The principal owners of Hyperion, Whitehouse explained, are Stillwater Capital Partners, a New York investment firm that helped Kronos complete its initial 2007 purchase.
"These are the good guys," Whitehouse said. "Hyperion has the [financial] wherewithal to deal with the problems" facing the former Kronos-owned properties.
Those problems involve liens for non-payment of taxes, charges of fraud related to bounced checks, payments owed to vendors and lapsed liquor licenses.
Employees in Lancaster did not receive payment to cover checks that had bounced in the past few months, but Whitehouse said Prism was working on all financial problems they inherited.
"Right now, we are trying to quantify all of that," Whitehouse said.
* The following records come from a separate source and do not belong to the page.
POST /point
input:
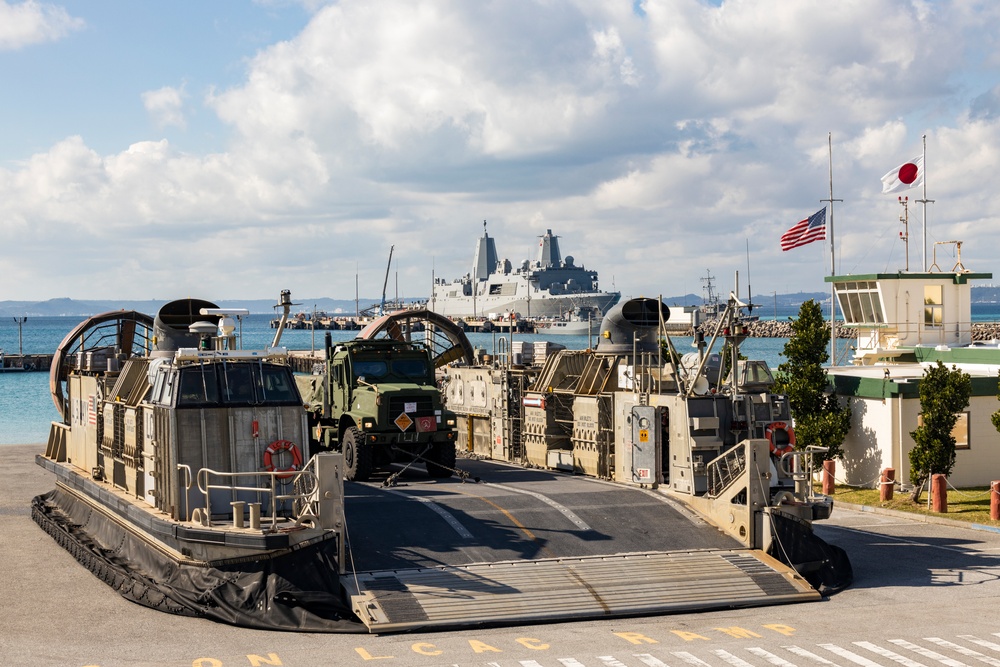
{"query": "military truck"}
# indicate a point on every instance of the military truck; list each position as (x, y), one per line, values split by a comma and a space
(377, 401)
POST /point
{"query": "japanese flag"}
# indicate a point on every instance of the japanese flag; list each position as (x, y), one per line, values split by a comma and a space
(905, 176)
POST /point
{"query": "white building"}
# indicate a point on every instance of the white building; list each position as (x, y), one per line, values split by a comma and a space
(906, 322)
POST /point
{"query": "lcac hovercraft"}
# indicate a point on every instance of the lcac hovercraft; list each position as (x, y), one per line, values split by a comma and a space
(182, 478)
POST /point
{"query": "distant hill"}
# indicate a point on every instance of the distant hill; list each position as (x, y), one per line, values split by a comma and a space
(781, 300)
(86, 308)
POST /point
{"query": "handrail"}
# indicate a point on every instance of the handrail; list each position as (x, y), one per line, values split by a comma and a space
(726, 468)
(205, 488)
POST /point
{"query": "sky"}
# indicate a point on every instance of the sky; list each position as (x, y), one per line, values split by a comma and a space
(231, 150)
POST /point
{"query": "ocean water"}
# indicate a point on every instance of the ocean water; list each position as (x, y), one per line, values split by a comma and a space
(26, 407)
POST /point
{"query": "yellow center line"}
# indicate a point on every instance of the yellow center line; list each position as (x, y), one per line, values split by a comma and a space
(524, 529)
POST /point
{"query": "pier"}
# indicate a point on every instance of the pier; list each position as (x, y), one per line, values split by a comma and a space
(24, 362)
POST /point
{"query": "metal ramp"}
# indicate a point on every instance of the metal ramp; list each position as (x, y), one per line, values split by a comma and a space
(517, 592)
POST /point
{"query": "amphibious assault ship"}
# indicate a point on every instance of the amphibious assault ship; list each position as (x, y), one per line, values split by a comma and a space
(551, 286)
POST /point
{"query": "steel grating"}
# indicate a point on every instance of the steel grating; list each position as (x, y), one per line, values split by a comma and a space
(512, 592)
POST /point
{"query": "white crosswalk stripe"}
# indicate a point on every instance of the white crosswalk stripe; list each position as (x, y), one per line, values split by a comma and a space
(731, 659)
(850, 655)
(892, 655)
(981, 642)
(691, 659)
(968, 652)
(770, 657)
(809, 655)
(611, 661)
(927, 653)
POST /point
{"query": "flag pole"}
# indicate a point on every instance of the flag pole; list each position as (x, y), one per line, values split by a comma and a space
(924, 201)
(833, 267)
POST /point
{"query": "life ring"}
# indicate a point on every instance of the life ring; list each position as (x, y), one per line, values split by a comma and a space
(278, 446)
(781, 436)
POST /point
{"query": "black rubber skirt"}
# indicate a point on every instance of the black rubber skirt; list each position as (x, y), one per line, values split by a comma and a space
(298, 590)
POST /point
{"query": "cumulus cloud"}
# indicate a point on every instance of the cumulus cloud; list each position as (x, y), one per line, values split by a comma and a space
(30, 22)
(657, 142)
(166, 106)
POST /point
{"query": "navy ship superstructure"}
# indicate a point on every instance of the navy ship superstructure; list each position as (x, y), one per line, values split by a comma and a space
(550, 286)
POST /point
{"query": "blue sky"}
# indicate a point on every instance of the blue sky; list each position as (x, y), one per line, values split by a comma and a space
(233, 149)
When asked if Kronos President and Chief Executive Officer Charles Morais was involved with Hyperion, Whitehouse said, "That is absolutely not the case."
Morais was recently arrested in Marietta, Ga., on charges of being a fugitive from justice. Wanted in Arkansas on charges of fraud related to bounced checks, Morais had left that state and gone to Georgia, forcing Arkansas officials to issue a warrant for his arrest.
A spokesman in the Pope County, Ark., district attorney's office said the case was active, but he couldn't comment further.
Whitehouse said, "Our plan is really to try to get our arms around the current situation and quickly resolve all of the issues.
"It would be counterproductive for me to say we can have this taken care of in the next few weeks," he added. "Once we have our plan in place we will have a better idea" of how and when the problems will be resolved.
Prism was founded in 1983 and currently manages properties in 11 states and in the Caribbean. According to information posted on the company's Web site, its portfolio contains more than 6,000 rooms in those locations.
Hotel industry publications report Prism has a well-established reputation in the hospitality industry, and is known as a company that is often called in to rescue troubled properties and return them to a profitable status.